With Hendrick Motorsports’ Jimmie Johnson holding a whopping 183-point lead over Roush Fenway’s Carl Edwards and Biffle another two points back in third with three races remaining after last Sunday’s event at Atlanta, Roush suggested that NASCAR allow each of the 12 Chase drivers to discard a race from their Chase record in future seasons. Under such a scenario, there would still be 10 Chase races, but only nine would count toward the final point tally. Theoretically, the plan would help circumvent what Johnson has done this year: build a nearly insurmountable lead down the season’s final stretch, rendering the championship race little more than a foregone conclusion.
But Biffle believes that replacing Talladega, which has hosted a Chase race since the inception of the playoff format in 2004, would be a better alternative than the so-called Chase “mulligan” that Roush proposed. That’s because Talladega – the only restrictor-plate track in Chase – can hurt a driver’s title chances if he is involved in the familiar big wreck that often results from the track’s close-quarters restrictor-plate racing.
Not everyone concurs with Biffle’s solution, though.
“I don’t buy that theory,” Richard Childress Racing’s Jeff Burton said. “It is without a doubt the most volatile race in the Chase, but so what? Some of it is luck - there’s no question about it. ... But it is what it is. I understand how you could have that feeling, but it is the same for everybody.”
Biffle understandably would like to see his Talladega finish purged from his record after being involved in a multicar accident there earlier this month that wasn’t of his own making. The wreck, which led to a 24th-place finish, cost Biffle valuable championship points. Johnson missed the wreck and finished ninth. With their respective results, Johnson earned 47 more points than Biffle.
“[Johnson] skinned through Talladega by the skin of his teeth,” Biffle said. “He just slipped through there. We all saw the wreck. We all saw him dodge the bullets and get through it.”
Biffle concedes that Talladega isn’t the only bullet that Johnson has dodged in the Chase, however.
“They were in huge trouble at Charlotte,” the driver of the No. 16 Ford said. “He could not get that car to drive to save his life.
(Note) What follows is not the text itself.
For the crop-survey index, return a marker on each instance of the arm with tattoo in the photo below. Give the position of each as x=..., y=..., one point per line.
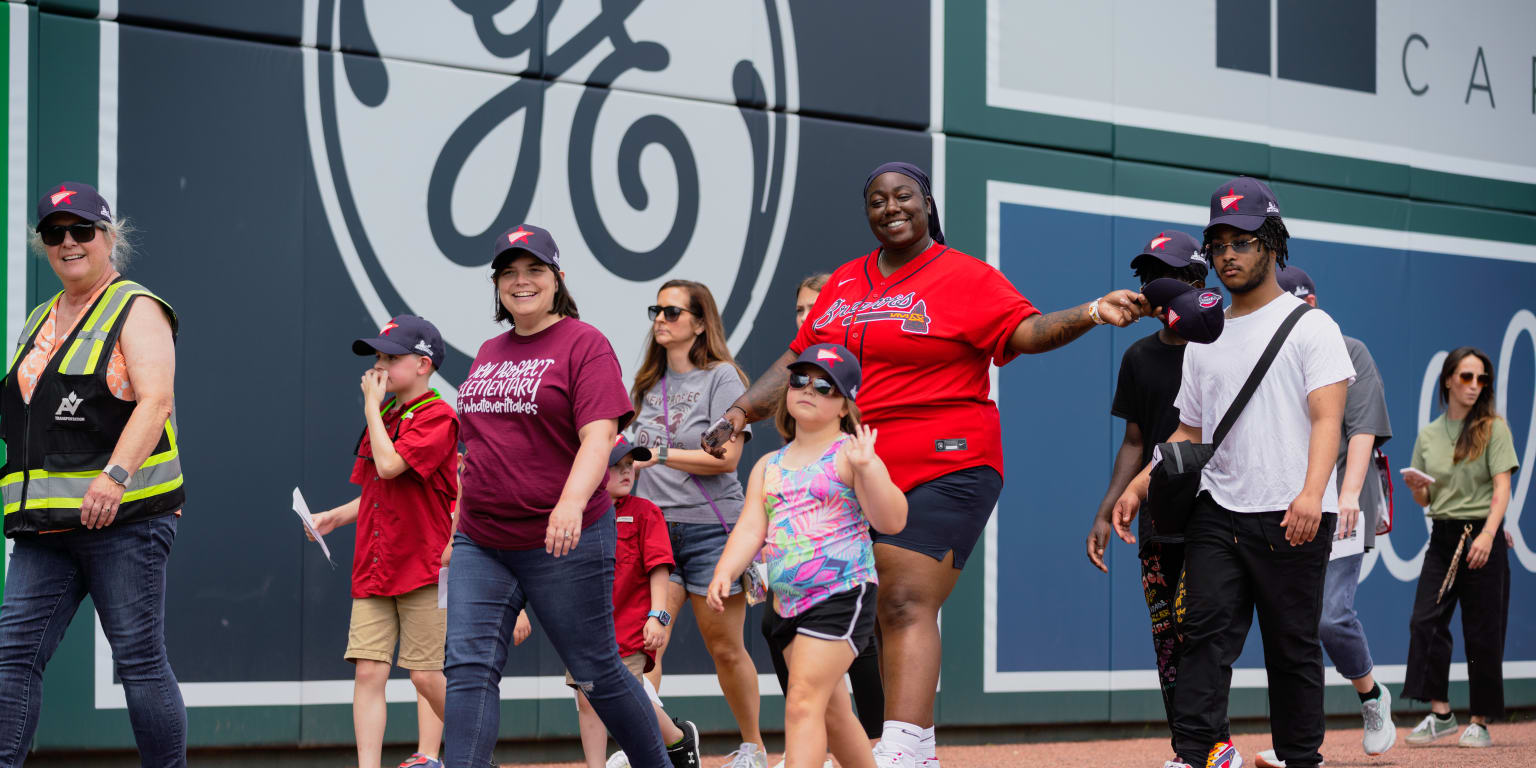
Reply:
x=754, y=404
They threw the kitchen sink at it, and he ended up sixth, but you listen to the radio transmissions that they had and you look at how the car was going on the race track, and one more lap, we were going to pass him and four more laps four more guys were going to pass him.
“He was backing up like mad, so that’s what makes a championship team, is taking that adverse day and turning it into something good, and they did the same thing at Atlanta.”
Whether Talladega remains a part of the Chase or not in years to come, Biffle doesn’t think that there should be any significant overhauls to the playoff format just to ensure that Johnson or another driver doesn’t build a sizable cushion and run away with the title.
“You can’t make a rule to keep one guy from winning the championship,” Biffle said. “That’s never worked in our sport, and this is an equal opportunity right here. No matter what you do, you cannot change – in this country, one guy is going to have more money than the other guy, and one guy is going to win more races than the other guy, and one guy is going to win more championships.
“There’s nothing that we can put in place, unless we make the 48 car [Johnson] have a different weight at the start of the event or run different tires or something.”